A seismic shift in Nepal’s election landscape: Balen Shah, the charismatic ex-Kathmandu mayor, has struck the Nepal-China Friendship Industrial Park from his manifesto while battling ex-PM KP Sharma Oli in Jhapa-5. This BRI-linked mega-project, rechristened from Damak Industrial Park, ignites debates over Chinese influence near India’s borders.
With March 5 polls looming under a post-protest interim setup, Shah’s edit draws eyes to the site’s sensitivity—abutting the Chicken Neck corridor. Indian officials decry the border placement, amplifying concerns over BRI’s debt-laden legacy.
Shah, RSP’s youth icon and engineer-rapper hybrid, withdrew from interim PM contention despite Gen-Z backing. His associate cites project disputes as the rationale for the cut.
Oli’s 41-point pledge, released recently, champions the park’s build-out—the same he inaugurated in 2021 amid his pro-Beijing leanings as UML chief.

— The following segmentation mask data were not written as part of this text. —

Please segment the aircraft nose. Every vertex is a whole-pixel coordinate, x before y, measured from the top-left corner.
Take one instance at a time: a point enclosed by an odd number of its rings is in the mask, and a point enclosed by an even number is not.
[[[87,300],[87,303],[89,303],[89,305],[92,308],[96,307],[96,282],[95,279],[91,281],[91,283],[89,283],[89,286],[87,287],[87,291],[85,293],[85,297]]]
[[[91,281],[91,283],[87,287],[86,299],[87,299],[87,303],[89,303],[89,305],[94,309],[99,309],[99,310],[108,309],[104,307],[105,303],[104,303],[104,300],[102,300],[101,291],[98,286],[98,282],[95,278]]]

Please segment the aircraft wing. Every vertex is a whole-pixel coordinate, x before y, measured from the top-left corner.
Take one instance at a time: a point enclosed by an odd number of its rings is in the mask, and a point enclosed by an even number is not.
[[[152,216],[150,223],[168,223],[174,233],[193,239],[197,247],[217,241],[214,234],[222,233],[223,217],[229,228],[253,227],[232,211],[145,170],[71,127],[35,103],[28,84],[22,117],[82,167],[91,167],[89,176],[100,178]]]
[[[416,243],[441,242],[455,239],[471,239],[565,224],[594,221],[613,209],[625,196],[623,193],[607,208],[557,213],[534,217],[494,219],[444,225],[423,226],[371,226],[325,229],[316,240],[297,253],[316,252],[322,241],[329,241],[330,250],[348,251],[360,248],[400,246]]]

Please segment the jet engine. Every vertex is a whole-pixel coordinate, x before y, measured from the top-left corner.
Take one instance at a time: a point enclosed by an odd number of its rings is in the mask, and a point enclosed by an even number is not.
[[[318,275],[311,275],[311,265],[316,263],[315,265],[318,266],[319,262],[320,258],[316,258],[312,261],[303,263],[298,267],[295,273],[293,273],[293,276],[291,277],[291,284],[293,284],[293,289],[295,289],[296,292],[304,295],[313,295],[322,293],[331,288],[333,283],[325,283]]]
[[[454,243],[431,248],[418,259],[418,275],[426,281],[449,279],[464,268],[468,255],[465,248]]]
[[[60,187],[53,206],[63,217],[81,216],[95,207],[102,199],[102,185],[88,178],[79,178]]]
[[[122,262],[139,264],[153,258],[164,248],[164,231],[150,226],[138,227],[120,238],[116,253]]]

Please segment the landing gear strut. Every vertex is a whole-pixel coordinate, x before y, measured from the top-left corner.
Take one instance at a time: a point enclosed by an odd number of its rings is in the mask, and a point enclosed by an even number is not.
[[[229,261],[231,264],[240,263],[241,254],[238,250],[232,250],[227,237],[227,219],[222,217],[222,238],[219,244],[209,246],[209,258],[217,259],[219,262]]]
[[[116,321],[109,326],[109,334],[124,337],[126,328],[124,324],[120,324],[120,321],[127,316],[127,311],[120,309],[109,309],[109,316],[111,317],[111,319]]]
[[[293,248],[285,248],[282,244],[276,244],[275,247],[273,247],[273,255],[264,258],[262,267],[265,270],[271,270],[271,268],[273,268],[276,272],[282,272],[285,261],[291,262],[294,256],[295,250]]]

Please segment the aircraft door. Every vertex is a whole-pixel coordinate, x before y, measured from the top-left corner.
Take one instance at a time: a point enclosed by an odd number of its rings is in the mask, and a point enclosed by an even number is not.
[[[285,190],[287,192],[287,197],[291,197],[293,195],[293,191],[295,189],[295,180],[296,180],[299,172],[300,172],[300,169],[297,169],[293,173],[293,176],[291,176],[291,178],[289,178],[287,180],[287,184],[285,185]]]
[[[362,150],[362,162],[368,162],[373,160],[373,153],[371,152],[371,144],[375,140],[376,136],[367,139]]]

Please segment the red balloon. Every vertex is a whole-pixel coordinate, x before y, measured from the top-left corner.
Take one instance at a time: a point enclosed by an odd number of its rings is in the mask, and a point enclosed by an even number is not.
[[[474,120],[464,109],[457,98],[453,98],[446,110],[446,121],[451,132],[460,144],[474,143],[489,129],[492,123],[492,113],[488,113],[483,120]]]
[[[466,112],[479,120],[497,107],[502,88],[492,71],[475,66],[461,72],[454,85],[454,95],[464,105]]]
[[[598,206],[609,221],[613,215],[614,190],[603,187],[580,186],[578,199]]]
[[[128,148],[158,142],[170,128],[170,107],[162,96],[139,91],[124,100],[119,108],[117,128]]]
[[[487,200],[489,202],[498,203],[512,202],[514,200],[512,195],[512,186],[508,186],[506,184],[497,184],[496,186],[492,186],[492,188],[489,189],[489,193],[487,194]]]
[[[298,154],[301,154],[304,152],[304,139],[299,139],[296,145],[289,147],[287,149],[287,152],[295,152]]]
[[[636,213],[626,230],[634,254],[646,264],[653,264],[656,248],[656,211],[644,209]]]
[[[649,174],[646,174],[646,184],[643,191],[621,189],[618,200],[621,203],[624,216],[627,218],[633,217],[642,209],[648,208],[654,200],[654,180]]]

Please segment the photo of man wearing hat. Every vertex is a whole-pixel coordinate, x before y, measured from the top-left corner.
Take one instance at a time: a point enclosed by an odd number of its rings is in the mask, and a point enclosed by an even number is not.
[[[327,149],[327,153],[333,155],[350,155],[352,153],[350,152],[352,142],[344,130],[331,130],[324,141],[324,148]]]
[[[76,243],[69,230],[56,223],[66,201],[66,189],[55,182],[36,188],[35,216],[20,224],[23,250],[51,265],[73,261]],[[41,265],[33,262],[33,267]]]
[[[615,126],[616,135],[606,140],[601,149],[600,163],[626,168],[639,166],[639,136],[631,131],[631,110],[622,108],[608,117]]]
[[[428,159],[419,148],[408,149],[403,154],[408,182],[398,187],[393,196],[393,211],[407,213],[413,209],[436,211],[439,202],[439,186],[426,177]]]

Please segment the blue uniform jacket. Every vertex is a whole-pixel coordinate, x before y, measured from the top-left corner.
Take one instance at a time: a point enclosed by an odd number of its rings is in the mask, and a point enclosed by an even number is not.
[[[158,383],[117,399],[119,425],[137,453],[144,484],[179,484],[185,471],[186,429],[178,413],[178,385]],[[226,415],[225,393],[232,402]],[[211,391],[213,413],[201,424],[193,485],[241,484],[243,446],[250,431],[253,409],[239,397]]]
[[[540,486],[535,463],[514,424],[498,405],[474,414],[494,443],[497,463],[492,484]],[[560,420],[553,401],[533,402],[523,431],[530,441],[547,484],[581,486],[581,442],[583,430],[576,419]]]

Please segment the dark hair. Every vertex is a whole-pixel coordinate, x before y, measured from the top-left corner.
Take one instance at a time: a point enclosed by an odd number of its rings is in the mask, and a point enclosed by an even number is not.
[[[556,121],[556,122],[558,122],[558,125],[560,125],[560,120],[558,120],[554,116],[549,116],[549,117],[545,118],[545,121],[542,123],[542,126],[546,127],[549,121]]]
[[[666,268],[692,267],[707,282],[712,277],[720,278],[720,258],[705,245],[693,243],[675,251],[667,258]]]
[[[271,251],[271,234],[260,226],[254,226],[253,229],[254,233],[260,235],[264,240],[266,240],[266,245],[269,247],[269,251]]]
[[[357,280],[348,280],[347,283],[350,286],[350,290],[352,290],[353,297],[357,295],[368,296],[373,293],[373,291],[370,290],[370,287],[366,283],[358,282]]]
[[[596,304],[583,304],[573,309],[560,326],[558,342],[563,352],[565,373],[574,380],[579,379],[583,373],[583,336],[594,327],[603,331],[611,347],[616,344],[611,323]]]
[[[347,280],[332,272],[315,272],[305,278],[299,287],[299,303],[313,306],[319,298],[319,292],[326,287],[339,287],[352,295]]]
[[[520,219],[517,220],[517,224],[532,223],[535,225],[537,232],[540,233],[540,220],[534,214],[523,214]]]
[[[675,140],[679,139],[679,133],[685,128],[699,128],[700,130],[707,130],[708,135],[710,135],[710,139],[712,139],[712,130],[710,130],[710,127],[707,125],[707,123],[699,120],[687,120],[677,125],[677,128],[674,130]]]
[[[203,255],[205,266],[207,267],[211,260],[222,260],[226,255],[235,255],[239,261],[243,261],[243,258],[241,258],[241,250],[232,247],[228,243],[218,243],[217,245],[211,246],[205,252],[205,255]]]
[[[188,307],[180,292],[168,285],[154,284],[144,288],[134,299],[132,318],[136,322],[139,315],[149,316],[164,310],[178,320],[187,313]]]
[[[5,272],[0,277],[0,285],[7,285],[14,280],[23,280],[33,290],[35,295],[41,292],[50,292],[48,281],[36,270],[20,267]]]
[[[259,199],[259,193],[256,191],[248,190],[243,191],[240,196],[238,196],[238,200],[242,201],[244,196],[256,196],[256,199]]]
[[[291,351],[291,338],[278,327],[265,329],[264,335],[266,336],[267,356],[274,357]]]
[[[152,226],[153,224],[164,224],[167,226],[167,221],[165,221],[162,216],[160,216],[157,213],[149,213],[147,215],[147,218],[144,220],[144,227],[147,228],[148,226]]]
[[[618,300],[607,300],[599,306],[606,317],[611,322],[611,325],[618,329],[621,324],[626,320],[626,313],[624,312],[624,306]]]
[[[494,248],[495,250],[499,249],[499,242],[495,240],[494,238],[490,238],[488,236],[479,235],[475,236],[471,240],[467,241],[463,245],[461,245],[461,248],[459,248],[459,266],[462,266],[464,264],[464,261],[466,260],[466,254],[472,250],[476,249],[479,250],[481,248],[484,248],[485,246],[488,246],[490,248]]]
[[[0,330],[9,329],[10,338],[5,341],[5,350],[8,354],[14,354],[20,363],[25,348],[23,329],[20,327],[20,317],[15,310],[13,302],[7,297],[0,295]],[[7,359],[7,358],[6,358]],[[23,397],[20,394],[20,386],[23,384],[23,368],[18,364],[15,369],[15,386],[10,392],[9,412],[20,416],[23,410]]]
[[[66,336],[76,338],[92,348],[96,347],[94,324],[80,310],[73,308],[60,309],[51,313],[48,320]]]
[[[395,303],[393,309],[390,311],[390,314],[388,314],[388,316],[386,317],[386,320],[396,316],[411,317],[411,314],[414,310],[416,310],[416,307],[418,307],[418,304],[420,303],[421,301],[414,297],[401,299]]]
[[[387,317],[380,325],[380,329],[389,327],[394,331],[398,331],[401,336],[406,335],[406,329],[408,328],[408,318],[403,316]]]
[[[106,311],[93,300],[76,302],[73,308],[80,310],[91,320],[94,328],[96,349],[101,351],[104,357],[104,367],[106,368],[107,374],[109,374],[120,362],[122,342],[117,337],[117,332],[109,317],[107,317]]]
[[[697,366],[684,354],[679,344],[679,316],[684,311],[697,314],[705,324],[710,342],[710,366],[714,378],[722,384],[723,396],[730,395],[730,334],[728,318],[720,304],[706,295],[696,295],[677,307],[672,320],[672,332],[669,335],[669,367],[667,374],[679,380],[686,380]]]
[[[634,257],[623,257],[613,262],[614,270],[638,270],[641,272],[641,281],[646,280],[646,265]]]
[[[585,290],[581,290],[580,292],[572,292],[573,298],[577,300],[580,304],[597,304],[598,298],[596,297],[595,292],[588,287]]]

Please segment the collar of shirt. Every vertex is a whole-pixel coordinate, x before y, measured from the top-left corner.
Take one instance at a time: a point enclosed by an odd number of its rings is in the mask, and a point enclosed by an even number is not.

Chronic BRI woes plague Nepal: party divides on funding, stalled projects, and fiscal traps akin to Sri Lanka. CSIF documents reveal tussles over China’s tax holiday demands and financing tweaks from grants to aid.
India drew a firm red line, yet Oli’s board pushed ahead. Shah’s decision reflects broader wariness, especially among youth wary of external dependencies.
This pre-poll purge positions Shah as a sovereignty sentinel, contrasting Oli’s embrace. It may sway voters in a contest laced with geopolitical stakes, redefining Nepal’s path forward.